After the finalization of custody agreements, most parents get to see their children at least part of the time. Usually it’s weekends or every other week, but there’s usually a home base for the kids and then a house they go to sometimes. If you are the parent that gets the kids on the weekends or on long breaks, it’s easy to become the “fun” parent. Think of which parent, if either, doesn’t enforce a bed time or allows ice cream for breakfast. This post-divorce overcompensation can lead to an unfair preference in parents.
Post-Divorce Overcompensation and Resulting Issues
Overcompensation is just another way to say someone is trying too hard. Post-divorce overcompensation is quick way to get on your ex’s bad side. When co-parenting, it is important to remember that you and your ex are still a team. Intentionally trying to undermine the general rules and routines children have will result in behavioral issues or confusion for the children.
Post-Divorce overcompensation can be big or small
Toys and gifts for no reason during every visit will become an expectation. Eventually this could cause distaste for the other parent. Additionally, deliberate disruptions in routines or bed times will show the children there is a lack of respect for these routines. Eventually, the over-compensating parent will become a push-over who allows anything to happen. While it may sound extreme, children are impressionable and these small actions can mean a lot later in life.

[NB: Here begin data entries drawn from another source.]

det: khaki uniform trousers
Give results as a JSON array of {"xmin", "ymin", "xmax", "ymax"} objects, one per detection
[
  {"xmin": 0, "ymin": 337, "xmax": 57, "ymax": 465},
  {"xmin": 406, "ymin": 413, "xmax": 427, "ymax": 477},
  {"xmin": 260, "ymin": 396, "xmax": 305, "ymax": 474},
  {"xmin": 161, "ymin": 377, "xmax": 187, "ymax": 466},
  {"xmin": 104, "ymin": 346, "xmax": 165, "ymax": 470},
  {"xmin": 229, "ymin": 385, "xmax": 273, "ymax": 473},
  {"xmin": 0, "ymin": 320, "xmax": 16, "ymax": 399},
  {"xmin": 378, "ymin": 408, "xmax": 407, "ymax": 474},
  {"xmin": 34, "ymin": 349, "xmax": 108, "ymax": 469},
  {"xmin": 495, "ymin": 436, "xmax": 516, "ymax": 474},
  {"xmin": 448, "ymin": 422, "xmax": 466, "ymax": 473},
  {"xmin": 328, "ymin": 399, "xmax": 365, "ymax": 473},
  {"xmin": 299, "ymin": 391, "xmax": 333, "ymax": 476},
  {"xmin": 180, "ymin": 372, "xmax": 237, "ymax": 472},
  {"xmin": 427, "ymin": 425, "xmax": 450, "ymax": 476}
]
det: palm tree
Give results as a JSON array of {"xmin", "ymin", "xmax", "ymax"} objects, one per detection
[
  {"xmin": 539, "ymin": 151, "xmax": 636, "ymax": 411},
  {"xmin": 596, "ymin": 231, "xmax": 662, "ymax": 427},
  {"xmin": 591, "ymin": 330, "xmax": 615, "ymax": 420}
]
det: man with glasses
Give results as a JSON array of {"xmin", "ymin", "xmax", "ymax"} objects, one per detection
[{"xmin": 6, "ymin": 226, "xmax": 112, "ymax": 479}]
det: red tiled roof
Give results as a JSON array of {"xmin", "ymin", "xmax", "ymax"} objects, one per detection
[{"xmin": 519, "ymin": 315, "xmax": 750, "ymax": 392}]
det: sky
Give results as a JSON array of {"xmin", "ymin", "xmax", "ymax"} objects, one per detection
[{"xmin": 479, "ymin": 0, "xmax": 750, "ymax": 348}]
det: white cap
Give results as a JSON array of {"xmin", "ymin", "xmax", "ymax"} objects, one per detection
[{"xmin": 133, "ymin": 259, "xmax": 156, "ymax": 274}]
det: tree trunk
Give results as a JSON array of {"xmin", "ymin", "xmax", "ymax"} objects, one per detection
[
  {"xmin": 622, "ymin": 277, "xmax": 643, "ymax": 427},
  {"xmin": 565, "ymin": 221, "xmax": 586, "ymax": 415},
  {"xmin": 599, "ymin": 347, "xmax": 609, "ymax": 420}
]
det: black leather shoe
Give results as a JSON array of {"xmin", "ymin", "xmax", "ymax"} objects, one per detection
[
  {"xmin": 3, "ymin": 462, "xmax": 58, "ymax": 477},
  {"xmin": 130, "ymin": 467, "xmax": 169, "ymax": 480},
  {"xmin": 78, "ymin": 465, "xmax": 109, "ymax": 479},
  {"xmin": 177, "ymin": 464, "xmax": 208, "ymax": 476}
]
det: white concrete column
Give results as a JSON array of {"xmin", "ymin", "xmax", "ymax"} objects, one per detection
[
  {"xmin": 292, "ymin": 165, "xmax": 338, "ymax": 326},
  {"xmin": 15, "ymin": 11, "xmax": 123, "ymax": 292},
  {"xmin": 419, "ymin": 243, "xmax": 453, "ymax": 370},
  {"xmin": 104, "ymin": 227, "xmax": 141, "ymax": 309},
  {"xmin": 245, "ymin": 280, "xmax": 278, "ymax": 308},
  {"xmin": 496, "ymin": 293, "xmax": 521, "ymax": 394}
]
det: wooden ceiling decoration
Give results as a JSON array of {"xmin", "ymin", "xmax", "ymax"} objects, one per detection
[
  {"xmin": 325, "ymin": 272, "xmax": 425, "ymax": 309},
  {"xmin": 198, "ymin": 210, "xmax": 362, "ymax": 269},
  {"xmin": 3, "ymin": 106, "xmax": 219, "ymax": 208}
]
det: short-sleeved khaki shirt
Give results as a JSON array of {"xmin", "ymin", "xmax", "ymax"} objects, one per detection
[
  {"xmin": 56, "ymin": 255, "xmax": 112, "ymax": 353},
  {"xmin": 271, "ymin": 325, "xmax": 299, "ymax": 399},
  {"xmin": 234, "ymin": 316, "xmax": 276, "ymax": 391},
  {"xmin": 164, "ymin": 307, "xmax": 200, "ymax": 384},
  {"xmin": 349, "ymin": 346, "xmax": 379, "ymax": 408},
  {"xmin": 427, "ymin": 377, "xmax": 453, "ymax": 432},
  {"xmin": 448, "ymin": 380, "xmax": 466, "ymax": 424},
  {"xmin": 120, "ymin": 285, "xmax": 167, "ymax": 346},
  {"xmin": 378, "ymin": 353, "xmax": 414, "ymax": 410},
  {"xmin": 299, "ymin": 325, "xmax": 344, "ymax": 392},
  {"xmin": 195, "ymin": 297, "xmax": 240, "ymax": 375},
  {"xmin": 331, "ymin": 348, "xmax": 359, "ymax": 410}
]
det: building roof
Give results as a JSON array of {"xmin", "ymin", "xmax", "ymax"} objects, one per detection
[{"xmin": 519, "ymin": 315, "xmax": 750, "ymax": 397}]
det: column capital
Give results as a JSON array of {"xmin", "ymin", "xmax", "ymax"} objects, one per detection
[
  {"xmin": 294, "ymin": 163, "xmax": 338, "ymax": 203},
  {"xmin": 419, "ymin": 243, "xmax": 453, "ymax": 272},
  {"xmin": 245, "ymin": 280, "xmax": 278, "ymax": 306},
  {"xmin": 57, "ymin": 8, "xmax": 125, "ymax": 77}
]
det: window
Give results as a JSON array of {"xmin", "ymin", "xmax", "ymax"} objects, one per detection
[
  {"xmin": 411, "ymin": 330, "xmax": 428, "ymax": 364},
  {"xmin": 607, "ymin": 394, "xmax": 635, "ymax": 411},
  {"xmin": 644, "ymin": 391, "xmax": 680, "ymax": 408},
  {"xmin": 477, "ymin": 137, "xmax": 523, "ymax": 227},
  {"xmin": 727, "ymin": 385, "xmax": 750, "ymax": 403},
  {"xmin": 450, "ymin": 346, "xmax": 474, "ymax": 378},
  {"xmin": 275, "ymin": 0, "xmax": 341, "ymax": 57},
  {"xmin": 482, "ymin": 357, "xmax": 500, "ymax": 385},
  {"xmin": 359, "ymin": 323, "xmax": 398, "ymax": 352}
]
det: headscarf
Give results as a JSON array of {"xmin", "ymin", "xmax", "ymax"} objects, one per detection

How to Avoid Post-Divorce Overcompensation
If you are noticing post-divorce overcompensation beginning within yourself or your ex, there are solutions. Many times, freshly divorced parents spoil their children. Children should not expect gifts in any form from either parent. If the children are young, they may not notice the change in tempo regarding gifts. If they do notice and are upset, just simply explain to them that they are still loved. This is a good time to instill in them that gifts do not equal love.
If you and your ex follow different rules, it is possible to work together to avoid post-divorce overcompensation. Communicating and being open about your expectations will help you co-parent.
Taking a step back
By becoming aware of the effect your actions are having on your children will help in trying to address post-divorce overcompensation. It is crucial that your children know that both parents love them and that the gifts are not to gain extra love. At the end of the day, children love you, gifts or not.